Aram Han Sifuentes‘s practice intersects sewing, social practice and subversion…
In 2016, she began a powerful project titled ‘Protest Banner Lending Library’, which advocates for the importance of protest banners in public spaces. The workshops gave the chance for people to make their own banners in a supportive communal space whilst the library meant anyone could check out their own banner to use and take the the streets. Passing through many hands, the banners take on new life in each march the fly in as they travel. Sharp, graphic text is sewn on top of fabric and then taken into public spaces to drape, fly, wave, and flutter in the face of oppression. The banner archive holds a record of all the work made to date, hosting a variety of messages from different voices and giving room to reflect on the way in which people have communicated their protest since 2016.
Aram Han Sifuentes – Artist Statement
“As an immigrant and a daughter of a seamstress, I learned to sew at age six. It was not a choice but rather a necessity to help my mother earn a living. In this way, sewing has ever since been an important part of me, my body memory, and my politics. Sewing is my medium to investigate identity politics, immigration and immigrant labor, possession and dispossession, citizenship and belonging, dissent and protest, and race politics in the United States.
My art practice situates itself at the intersection of fiber, social practice, performance, and pedagogy. At the core of my practice, I create socially engaged and materially rich projects in an ‘art world’ environment that are available and accessible for those who are disenfranchised, particularly for dispossessed immigrants of color.
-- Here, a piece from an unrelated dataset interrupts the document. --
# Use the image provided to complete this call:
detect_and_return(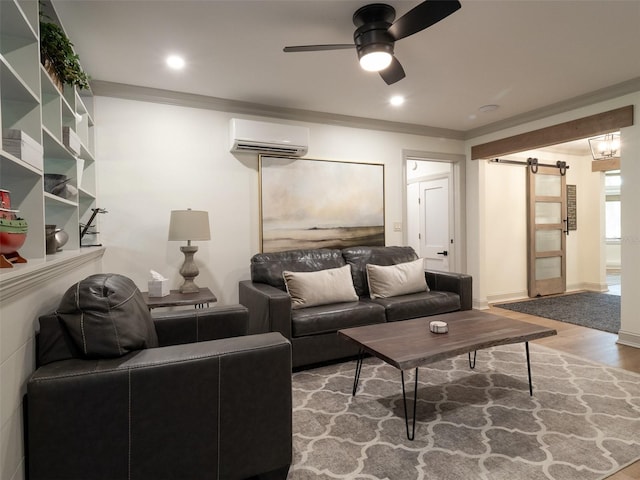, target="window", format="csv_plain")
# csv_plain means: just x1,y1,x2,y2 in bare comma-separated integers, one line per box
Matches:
604,171,622,240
I confront social and racial injustices against the disenfranchised and riff off of official institutions and bureaucratic processes to reimagine new, inclusive, and humanized systems of civic engagement and belonging. I do this by creating participatory and active environments where safety, play, and skill-sharing are emphasized. And even though many of my projects are collaborative and communal in nature, they incite and highlight individual’s experiences, politics, and voice. Much of my communal work revolves around sharing skills as a point of connection. We share sewing techniques, to create multiethnic and intergenerational sewing circles, which become a place for empowerment, subversion and protest.”